We can access the feature importance via **feature_importances_** variable.

In [15]:
from sklearn.datasets import load_iris

iris = load_iris()
rnd_clf = RandomForestClassifier(n_estimators=500, n_jobs=-1)
rnd_clf.fit(iris["data"], iris["target"])

for name,score in zip(iris["feature_names"], rnd_clf.feature_importances_):
  print(name,score)

sepal length (cm) 0.10640985970854759
sepal width (cm) 0.025253139106723152
petal length (cm) 0.4333483985051396
petal width (cm) 0.43498860267958966


#Boosting
This is another ensemble solution. The most famous boost methods are AdaBoosting and Gradient Boost. 

##AdaBoost
Each new predictor (model) in the esnemble should focus on correct the instances that its predecessor underfitted, weighting the missclassified instances.
The boosting cannot be parallelized, because each predictor should wait for the previous one.
In scikit learn the "SAMME" algorithm is used for multiclass labels AdaBoost. While "SAMME.R" relies on probabilities instead of predictions, usually performs better.

In [16]:
from sklearn.ensemble import AdaBoostClassifier

ada_clf = AdaBoostClassifier(
    DecisionTreeClassifier(max_depth = 1), n_estimators = 250,
    algorithm = "SAMME.R", learning_rate = 0.5
)

ada_clf.fit(X_train,y_train)
y_preds = ada_clf.predict(X_test)
accuracy_score(y_preds, y_test)


0.912

##Gradient Boosting
Similar to AdaBoosting but instead of working on the weights, each predictor tries to fit the residuals errors of the previous predictor.
Let's see how implement it from scratch.
The implementation can be optimized adopting an early stopping.

In [19]:
from sklearn.ensemble import GradientBoostingClassifier

In [20]:
gbrt = GradientBoostingClassifier(max_depth = 2, n_estimators = 3, learning_rate = 1.0)

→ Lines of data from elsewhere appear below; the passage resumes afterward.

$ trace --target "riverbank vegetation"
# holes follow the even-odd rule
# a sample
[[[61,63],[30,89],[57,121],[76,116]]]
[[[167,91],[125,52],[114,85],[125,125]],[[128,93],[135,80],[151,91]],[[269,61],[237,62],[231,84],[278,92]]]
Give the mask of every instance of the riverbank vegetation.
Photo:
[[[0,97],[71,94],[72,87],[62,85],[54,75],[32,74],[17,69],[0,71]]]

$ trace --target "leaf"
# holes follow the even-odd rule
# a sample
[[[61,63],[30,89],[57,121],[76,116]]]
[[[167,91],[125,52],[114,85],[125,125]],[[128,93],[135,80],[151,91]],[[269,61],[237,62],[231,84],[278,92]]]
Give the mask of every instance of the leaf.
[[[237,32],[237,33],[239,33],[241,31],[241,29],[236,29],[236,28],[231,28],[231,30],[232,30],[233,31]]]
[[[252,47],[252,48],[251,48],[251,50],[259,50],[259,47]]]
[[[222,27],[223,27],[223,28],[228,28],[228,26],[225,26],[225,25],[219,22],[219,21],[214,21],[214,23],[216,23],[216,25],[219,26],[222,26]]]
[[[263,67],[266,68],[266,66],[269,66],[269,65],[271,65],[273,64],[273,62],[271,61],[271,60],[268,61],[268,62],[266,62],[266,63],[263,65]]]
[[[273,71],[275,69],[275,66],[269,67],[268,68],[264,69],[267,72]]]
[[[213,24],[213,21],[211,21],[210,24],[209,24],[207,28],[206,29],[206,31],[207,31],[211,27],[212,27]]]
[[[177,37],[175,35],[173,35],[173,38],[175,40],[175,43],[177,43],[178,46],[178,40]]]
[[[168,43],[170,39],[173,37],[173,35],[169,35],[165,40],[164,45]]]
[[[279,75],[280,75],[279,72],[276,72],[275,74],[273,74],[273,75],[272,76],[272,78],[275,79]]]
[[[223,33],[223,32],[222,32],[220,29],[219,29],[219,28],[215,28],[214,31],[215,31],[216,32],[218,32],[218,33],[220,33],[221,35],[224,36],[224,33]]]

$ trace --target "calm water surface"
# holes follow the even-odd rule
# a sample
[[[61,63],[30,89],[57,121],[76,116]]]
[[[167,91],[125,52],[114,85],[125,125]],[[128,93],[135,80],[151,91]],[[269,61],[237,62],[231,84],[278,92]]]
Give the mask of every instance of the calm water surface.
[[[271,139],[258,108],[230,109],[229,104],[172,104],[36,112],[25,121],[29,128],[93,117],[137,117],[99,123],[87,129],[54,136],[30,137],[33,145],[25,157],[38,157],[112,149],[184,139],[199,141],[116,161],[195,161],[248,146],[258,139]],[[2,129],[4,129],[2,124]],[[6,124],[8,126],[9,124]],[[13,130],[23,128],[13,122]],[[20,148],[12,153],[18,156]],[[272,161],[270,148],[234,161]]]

gbrt.fit(X_train, y_train)
y_preds = gbrt.predict(X_test)
accuracy_score(y_preds, y_test)


0.904

An optimized implementation of the gradient boosting is provided by the **XGBoost** library.

In [21]:
import xgboost

In [23]:
xgb_reg = xgboost.XGBClassifier()

xgb_reg.fit(X_train, y_train)
y_preds = xgb_reg.predict(X_test)
accuracy_score(y_preds,y_test)

0.92

#Stacking
This is the last ensemble method. Instead of aggregating the predictors with trivial methods like majority voting, we train a model to perform the aggregation. Each tree predicts a certain value, and the final predictor called blender or meta-learner takes these predictions and output the final value.